Alla ricerca di materiale
Appena a nord del centro di lavorazione dell’UNDP, circa 50 frantoi di macerie hanno lavorato duramente in una struttura privata, producendo diversi tipi di inerti. Gli articoli più popolari sono il “sesamo”, che viene utilizzato per fare blocchi di calcestruzzo, e il macinato “simile a una lenticchia” inviato alle fabbriche di miscelazione del cemento. Intorno ai frantoi c’erano cumuli di piccoli aggregati, con minuscoli pezzi di plastica sminuzzata, stoffa e legno chiaramente mescolati. Antar al-Katatni, che gestisce una vicina fabbrica di mattoni, dice di fabbricare mattoni usando l’aggregato di sesamo. Ha riconosciuto che il materiale ha impurità come la sabbia, ma c’è un vantaggio. “Fa più mattoni“, ha detto.
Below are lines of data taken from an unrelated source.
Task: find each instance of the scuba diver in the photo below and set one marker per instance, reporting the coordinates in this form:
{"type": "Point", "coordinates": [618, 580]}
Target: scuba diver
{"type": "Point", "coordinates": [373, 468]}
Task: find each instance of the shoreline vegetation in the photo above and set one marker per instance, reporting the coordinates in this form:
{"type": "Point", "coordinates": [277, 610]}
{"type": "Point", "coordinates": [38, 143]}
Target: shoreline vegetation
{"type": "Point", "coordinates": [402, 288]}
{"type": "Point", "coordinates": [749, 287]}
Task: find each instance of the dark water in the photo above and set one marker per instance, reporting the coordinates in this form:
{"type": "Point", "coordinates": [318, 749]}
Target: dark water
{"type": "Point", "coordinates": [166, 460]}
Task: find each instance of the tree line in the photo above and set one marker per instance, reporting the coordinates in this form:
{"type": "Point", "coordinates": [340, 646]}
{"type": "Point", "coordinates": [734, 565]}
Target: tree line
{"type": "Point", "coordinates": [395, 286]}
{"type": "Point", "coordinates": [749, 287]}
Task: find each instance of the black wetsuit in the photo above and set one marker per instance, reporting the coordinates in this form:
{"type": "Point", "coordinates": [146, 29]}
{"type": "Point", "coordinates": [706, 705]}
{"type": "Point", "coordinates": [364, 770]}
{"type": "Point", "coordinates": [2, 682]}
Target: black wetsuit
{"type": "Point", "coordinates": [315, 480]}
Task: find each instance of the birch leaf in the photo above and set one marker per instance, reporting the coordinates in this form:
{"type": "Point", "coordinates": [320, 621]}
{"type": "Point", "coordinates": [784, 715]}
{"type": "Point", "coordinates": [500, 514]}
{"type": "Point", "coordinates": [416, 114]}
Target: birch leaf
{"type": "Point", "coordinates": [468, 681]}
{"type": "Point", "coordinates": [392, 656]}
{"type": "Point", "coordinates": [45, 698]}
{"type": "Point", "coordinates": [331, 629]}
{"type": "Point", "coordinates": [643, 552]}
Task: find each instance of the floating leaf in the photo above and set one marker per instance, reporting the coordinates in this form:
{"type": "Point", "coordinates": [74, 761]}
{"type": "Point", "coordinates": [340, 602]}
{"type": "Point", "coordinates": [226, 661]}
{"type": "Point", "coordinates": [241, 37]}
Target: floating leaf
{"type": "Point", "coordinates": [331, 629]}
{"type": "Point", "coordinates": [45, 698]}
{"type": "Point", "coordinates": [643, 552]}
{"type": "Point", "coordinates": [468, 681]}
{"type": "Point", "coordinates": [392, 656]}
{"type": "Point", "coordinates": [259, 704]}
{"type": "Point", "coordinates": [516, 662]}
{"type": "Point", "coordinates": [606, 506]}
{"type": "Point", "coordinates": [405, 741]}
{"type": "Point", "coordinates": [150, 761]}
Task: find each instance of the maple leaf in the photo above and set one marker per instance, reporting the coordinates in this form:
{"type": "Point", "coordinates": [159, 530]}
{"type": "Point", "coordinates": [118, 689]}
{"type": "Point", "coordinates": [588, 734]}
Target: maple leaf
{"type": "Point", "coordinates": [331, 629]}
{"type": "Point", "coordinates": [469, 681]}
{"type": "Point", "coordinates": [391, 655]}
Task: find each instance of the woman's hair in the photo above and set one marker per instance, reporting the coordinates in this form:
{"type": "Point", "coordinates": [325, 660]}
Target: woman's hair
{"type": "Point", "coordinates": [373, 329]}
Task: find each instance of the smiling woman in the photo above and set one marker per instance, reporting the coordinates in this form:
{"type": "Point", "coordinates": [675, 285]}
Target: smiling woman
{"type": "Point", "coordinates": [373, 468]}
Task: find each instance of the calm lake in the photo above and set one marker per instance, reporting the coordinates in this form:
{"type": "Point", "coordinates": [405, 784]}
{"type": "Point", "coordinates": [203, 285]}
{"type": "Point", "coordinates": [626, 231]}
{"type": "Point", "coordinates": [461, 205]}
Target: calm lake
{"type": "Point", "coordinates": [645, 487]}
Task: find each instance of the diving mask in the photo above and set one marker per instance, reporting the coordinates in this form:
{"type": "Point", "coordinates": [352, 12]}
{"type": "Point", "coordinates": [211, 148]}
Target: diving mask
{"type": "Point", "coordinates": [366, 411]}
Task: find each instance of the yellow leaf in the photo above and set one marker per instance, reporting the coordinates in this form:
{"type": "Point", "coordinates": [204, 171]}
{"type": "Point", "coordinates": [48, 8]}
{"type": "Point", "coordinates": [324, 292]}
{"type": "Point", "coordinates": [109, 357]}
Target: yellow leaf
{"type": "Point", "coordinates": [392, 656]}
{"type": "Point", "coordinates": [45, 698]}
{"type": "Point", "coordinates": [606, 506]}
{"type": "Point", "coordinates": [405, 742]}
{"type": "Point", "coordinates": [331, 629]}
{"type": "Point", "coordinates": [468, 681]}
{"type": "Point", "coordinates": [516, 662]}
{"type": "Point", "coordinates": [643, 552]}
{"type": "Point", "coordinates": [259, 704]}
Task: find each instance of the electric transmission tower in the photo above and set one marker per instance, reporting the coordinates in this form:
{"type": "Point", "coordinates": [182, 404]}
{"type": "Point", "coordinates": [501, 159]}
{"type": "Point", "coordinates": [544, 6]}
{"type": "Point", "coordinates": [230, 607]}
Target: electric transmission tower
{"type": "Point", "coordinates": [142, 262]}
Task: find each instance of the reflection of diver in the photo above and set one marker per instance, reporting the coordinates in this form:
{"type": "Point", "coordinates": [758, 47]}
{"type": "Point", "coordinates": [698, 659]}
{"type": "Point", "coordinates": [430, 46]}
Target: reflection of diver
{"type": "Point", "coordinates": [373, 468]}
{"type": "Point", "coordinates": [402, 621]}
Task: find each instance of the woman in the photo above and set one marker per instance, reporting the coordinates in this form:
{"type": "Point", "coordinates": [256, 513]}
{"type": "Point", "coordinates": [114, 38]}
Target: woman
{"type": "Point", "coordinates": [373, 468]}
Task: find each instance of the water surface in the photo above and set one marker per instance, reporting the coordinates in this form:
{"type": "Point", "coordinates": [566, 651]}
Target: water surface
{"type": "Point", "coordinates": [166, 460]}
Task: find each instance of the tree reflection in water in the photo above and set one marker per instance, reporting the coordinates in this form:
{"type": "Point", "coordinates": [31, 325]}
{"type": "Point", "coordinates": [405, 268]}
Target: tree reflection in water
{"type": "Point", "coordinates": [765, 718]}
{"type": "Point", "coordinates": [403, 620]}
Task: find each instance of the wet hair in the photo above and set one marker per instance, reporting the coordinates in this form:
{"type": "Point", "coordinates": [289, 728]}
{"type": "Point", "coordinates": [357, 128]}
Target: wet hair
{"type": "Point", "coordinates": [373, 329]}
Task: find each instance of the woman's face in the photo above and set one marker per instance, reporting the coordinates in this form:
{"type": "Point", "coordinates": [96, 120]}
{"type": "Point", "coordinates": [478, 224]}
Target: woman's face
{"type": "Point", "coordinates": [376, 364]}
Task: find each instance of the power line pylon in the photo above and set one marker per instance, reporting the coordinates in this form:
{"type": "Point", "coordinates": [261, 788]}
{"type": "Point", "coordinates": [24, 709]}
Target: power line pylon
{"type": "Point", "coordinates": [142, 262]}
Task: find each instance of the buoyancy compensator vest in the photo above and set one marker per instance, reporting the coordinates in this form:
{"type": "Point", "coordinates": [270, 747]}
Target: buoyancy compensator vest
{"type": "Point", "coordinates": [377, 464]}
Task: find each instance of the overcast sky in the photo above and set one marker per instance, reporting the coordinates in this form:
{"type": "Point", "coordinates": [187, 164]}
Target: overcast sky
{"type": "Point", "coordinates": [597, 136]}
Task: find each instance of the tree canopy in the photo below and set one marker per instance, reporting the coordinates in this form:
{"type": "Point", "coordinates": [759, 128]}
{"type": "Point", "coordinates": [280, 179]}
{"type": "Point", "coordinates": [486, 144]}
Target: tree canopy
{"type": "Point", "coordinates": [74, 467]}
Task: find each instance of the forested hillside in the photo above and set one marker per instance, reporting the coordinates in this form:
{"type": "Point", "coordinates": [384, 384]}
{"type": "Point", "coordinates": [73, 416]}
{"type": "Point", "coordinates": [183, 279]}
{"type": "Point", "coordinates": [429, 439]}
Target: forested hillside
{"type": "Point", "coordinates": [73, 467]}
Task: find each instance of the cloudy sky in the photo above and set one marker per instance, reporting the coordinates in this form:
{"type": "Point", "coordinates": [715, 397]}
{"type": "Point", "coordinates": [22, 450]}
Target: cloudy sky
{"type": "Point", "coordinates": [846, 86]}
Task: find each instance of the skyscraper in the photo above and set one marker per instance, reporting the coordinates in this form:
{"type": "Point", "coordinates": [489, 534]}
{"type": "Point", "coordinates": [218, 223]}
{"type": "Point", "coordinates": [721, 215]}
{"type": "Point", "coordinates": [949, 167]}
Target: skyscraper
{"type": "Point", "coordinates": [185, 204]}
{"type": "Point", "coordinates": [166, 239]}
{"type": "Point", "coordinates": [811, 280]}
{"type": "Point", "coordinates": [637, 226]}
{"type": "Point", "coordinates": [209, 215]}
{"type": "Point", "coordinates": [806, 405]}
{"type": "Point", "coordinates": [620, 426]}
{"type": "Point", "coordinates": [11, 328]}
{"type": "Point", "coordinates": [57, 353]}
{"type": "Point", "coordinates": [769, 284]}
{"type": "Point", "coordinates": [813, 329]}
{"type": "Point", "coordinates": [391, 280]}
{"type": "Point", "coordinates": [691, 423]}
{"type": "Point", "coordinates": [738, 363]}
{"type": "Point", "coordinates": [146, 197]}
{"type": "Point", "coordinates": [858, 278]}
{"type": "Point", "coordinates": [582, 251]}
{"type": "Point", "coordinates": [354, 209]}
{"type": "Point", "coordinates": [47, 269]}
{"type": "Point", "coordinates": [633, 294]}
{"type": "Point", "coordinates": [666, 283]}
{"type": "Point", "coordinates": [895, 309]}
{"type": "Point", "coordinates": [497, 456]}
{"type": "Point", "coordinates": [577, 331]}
Ha detto che gli ingegneri non comprano i suoi blocchi per progetti finanziati a livello internazionale, perché non sono autorizzati a farlo, “ma i poveri sì“. Un mattone costa due shekel, o circa 65 centesimi, quando è realizzato con materiale israeliano di qualità superiore aggregato importato. Il prezzo per quelli che fa è leggermente più economico, a 1,7 o 1,8 shekel. Quando un progetto tipico potrebbe richiedere diverse migliaia di mattoni, anche la piccola differenza di prezzo può aumentare per una famiglia povera. Sarhan ha affermato che, dati il blocco ei numerosi altri problemi di Gaza, è difficile regolamentare l’industria del mercato grigio. “Non possiamo pattugliare o controllare ogni cittadino“, ha detto. “Ecco perché potresti trovare qualcuno che ha usato macerie riciclate qua o là.